В конце концов, что я могла поделать? Не могла же я в самом деле закрыть уши ладонями, чтобы ничего не слышать, или читать про себя стихи, как я читала их в детстве, лежа без сна в постели: "Приблизьтесь, о Нерон, и ваши подозрения рассею я сейчас..."[16]. Правда, можно было заняться крошками, рассыпанными по скатерти, но их от меня убрали: лакей прошелся щеточкой по столу, так как подали сыр. Что ж! Осталось претерпеть только фрукты и пирожное. Обед скоро окончится. Я взяла в одну руку большой бокал, а в другую маленький. Хрустальные грани вбирали свет люстр и отбрасывали на скатерть два крошечных разноцветных веерка, большой и поменьше. Я могла их вертеть, сталкивать, смешивать...
И снова во мне ожила былая Агнесса, Агнесса-девочка. Она подымалась из самых потаенных уголков моего существа, разрасталась, как мыльный пузырь, который вдули в оболочку другого пузыря, побольше; она изнутри завладевала мной, уже давно взрослой женщиной, заполняла меня собой... Ах, неужели же нужно было переплывать моря и океаны лишь затем, чтобы вновь породить на свет собственную свою тень, мнительного, угрюмого, одинокого ребенка, на свой лад, пожалуй, даже сентиментального?
...Но ...Но какое имя произнесли вдруг за столом!.. Чье это имя поразило мой слух, вывело меня из оцепенения и оторвало от воспоминаний детства? Оно обошло весь стол. Сейчас о нем пойдет разговор... Но нет. Тетя Эмма указала глазами на лакеев и загадочно шепнула:
- Я хотела сообщить вам кое-что по секрету... Не теперь... В гостиной.
Все навострили уши. И я вдруг поняла, что на сей раз дело пойдет не о ерунде. И впервые за сегодняшний день я оказалась в плену тех же чувств, какие владели всеми обедающими. Словом, я заинтересовалась.
Имя это было у всех на устах. Оно вызвало в моей памяти одного из членов нашей семьи, впрочем весьма отдаленно отвечавшего классическому буссарделевскому типу. И я сама удивилась, как это не вспомнила о нем раньше. Подумать только, что в Гавре я расспрашивала Симона о том, как поживает такая-то, что поделывает такой-то, а о нем...
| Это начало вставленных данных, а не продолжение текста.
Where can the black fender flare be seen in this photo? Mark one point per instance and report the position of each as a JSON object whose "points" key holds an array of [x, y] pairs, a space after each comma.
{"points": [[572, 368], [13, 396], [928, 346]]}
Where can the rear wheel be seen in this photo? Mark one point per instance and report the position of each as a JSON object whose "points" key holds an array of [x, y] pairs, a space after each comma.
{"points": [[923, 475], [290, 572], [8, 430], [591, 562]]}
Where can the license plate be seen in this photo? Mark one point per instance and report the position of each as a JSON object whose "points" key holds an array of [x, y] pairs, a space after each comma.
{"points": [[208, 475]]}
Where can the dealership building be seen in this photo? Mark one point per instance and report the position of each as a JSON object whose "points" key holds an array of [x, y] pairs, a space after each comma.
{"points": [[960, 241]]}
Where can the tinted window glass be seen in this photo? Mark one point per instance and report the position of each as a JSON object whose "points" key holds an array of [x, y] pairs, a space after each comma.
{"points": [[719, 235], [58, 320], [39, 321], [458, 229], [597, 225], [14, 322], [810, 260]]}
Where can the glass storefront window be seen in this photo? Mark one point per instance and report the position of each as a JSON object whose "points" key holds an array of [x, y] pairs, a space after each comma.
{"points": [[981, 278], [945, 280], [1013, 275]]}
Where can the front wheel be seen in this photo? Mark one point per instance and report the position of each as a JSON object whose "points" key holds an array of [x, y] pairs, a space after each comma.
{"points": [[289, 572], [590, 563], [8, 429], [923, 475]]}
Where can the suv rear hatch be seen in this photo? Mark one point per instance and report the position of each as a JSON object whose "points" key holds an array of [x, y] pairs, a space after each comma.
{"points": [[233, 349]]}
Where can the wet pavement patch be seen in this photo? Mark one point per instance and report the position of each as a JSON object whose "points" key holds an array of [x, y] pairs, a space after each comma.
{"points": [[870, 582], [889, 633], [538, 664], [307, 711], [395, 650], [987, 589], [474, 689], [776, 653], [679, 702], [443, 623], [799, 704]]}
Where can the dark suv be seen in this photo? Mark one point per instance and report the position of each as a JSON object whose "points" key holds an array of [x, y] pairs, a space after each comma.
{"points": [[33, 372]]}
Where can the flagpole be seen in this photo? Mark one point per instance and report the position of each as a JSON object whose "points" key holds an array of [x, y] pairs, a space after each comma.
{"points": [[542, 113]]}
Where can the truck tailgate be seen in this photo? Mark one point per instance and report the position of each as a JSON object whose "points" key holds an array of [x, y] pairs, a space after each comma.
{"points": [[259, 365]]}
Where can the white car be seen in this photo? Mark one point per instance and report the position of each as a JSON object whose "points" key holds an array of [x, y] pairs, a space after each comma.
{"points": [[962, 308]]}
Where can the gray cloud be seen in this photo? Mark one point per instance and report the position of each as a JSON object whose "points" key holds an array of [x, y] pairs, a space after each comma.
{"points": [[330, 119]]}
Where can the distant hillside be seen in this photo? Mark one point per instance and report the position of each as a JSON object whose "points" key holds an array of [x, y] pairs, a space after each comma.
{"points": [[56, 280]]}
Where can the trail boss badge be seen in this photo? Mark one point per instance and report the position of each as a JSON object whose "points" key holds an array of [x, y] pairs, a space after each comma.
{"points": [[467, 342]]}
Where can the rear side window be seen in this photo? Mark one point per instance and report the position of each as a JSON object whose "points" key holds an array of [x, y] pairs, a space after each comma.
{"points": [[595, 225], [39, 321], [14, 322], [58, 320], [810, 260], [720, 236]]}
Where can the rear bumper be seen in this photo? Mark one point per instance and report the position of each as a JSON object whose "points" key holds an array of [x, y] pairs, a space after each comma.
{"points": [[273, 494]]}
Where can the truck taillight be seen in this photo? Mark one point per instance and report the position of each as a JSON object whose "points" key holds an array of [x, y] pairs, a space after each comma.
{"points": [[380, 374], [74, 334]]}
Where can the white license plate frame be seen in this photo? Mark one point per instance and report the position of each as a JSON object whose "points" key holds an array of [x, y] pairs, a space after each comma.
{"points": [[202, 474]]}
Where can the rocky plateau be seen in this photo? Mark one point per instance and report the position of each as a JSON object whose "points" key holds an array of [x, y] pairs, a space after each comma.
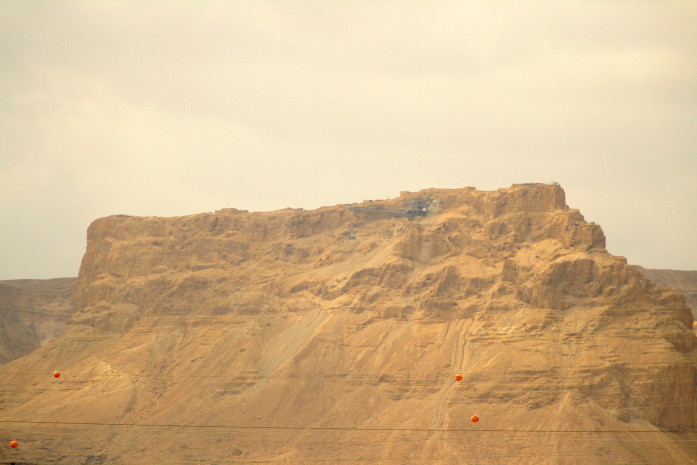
{"points": [[333, 336]]}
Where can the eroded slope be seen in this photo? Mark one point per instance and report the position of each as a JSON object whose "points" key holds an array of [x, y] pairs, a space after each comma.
{"points": [[334, 335]]}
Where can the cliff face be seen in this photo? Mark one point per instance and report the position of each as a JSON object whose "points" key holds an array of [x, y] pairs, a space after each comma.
{"points": [[334, 334], [684, 282], [33, 312]]}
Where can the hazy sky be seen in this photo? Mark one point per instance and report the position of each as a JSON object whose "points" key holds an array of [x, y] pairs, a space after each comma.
{"points": [[168, 108]]}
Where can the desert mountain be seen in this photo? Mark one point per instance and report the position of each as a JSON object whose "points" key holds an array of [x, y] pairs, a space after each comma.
{"points": [[333, 336], [684, 282], [32, 312]]}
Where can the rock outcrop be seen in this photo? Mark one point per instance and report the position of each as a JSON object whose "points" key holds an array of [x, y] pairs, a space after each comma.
{"points": [[334, 335], [33, 312], [684, 282]]}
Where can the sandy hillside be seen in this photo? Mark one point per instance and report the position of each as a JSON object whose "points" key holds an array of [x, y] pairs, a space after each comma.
{"points": [[33, 312], [684, 282], [333, 336]]}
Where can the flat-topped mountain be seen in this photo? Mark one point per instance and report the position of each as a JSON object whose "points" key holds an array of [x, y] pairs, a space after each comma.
{"points": [[334, 336]]}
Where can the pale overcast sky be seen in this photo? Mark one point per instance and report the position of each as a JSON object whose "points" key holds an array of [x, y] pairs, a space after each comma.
{"points": [[169, 108]]}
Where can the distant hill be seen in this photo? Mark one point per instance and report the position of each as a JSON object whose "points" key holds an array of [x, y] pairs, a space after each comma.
{"points": [[684, 282], [32, 312]]}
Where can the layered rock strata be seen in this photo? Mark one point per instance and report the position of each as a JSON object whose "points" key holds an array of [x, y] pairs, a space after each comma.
{"points": [[334, 335]]}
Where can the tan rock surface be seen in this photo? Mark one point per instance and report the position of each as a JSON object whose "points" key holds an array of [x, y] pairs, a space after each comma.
{"points": [[333, 336], [33, 312], [684, 282]]}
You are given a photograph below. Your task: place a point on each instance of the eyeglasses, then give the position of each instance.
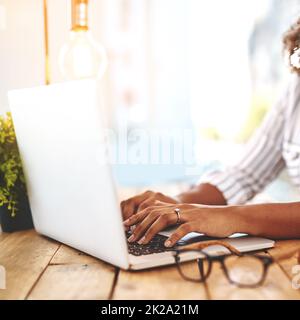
(242, 270)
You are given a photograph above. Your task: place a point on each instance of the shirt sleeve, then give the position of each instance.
(260, 163)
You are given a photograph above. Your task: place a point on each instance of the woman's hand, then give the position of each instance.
(213, 221)
(146, 199)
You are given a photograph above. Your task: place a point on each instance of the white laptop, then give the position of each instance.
(71, 190)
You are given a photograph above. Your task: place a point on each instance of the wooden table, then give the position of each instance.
(40, 268)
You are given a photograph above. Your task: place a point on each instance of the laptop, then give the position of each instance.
(72, 195)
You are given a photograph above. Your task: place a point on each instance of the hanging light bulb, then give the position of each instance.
(81, 57)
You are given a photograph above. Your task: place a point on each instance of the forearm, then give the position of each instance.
(280, 220)
(204, 193)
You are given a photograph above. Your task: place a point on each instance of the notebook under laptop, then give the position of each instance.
(72, 195)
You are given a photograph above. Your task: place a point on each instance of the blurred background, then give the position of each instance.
(211, 67)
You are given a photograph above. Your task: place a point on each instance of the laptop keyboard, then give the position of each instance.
(156, 245)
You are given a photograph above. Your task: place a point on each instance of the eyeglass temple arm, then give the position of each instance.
(287, 254)
(205, 244)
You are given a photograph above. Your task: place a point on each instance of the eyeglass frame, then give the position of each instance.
(266, 262)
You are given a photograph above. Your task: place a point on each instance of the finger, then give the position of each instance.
(161, 223)
(180, 232)
(128, 209)
(141, 228)
(136, 217)
(145, 204)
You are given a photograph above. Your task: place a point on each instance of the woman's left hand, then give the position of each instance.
(213, 221)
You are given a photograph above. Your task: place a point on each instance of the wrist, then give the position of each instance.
(239, 218)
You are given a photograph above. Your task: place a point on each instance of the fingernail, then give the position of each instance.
(131, 238)
(142, 240)
(168, 243)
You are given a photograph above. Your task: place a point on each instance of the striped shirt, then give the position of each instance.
(274, 146)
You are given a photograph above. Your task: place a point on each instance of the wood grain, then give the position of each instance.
(72, 274)
(74, 281)
(159, 283)
(68, 255)
(24, 255)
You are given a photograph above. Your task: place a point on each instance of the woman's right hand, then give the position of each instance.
(142, 201)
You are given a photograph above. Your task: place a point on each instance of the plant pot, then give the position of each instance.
(22, 219)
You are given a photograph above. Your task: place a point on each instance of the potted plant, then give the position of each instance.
(15, 212)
Тетя Эмма объявила о скором прибытии этого нового действующего лица. И так как мой кузен не расслышал, о ком идет речь, он перегнулся через стол и спросил наш угол:
- Да кто приедет? На вопрос ответила я:
- Ксавье.
Ксавье Буссардель доводился мне дальним родственником. Между нами существовала разница всего в три года: ему было двадцать три, мне двадцать шесть. Однако по семейному счету мы принадлежали к разным поколениям. И он и я шли по прямой линии от наших предков Буссарделей-Битсиу, но Ксавье был на одну ступень дальше от них, чем я. Эта младшая ветвь Буссарделей с таким рвением вступала в браки и размножалась, что вскоре перегнала старшую ветвь. Однако, как бы в наказание за это, болезни и трагическая смерть поражали ее быстро множившееся потомство; и теперь остался лишь один ее представитель, к тому же весьма хрупкий: Ксавье.
Ибо богатство не единственное достояние Буссарделей. Существует у нас и свой пассив, причем он не фигурирует в наших банковских книгах. У нас наследство крепче, нежели наследники. Среди членов нашего многочисленного семейства ходит старинная болезнь; у иных она совсем не проявляется, зато нападает на других. У моих родственников по восходящей линии со стороны отца исчезли последние следы этого недуга. Бабуся, дочь баронов Клапье, здоровая и крепкая девушка, не только расширила наши городские владения, присоединив к ним владения своего семейства, но и влила в наши жилы новую кровь. Но затем достаточно оказалось одному из ее сыновей, моему отцу, вступить в брак со своей двоюродной сестрой, чья мать тоже принадлежала к роду Буссарделей, как снова создалась благоприятная почва для опасного недуга: моя сестра умерла от чахотки, у Валентина были слабые легкие, и приходилось постоянно следить за здоровьем его детей.
Все-таки болезнь особенно яростно обрушилась на породу Ксавье. Его дед скончался от туберкулеза в возрасте тридцати лет, а отец Ксавье, сраженный под Ипром немецким снарядом, тем самым был избавлен от общесемейной участи; у единственного его сына еще мальчиком обнаружилось предрасположение к этой болезни. Тем временем мать Ксавье вторично вышла замуж не за члена нашего семейства, как бы желая избежать злокачественного недуга. Она сочеталась браком с крупным колониальным чиновником. И в один прекрасный день последовала за ним в заморские страны. Стало быть, несчастного сиротку все бросили? Отнюдь! У него была крестная. Тетя Эмма.
Разве не обладала она средствами, а к тому же значительным запасом нерастраченной любви? Она взяла на себя заботы о мальчике при единственном условии, чтобы ей, как она заявила, предоставили "карт бланш". И при том условии - об этом, однако, она промолчала, - чтобы новая взятая на себя обязанность не нарушила ни одной из ее привычек.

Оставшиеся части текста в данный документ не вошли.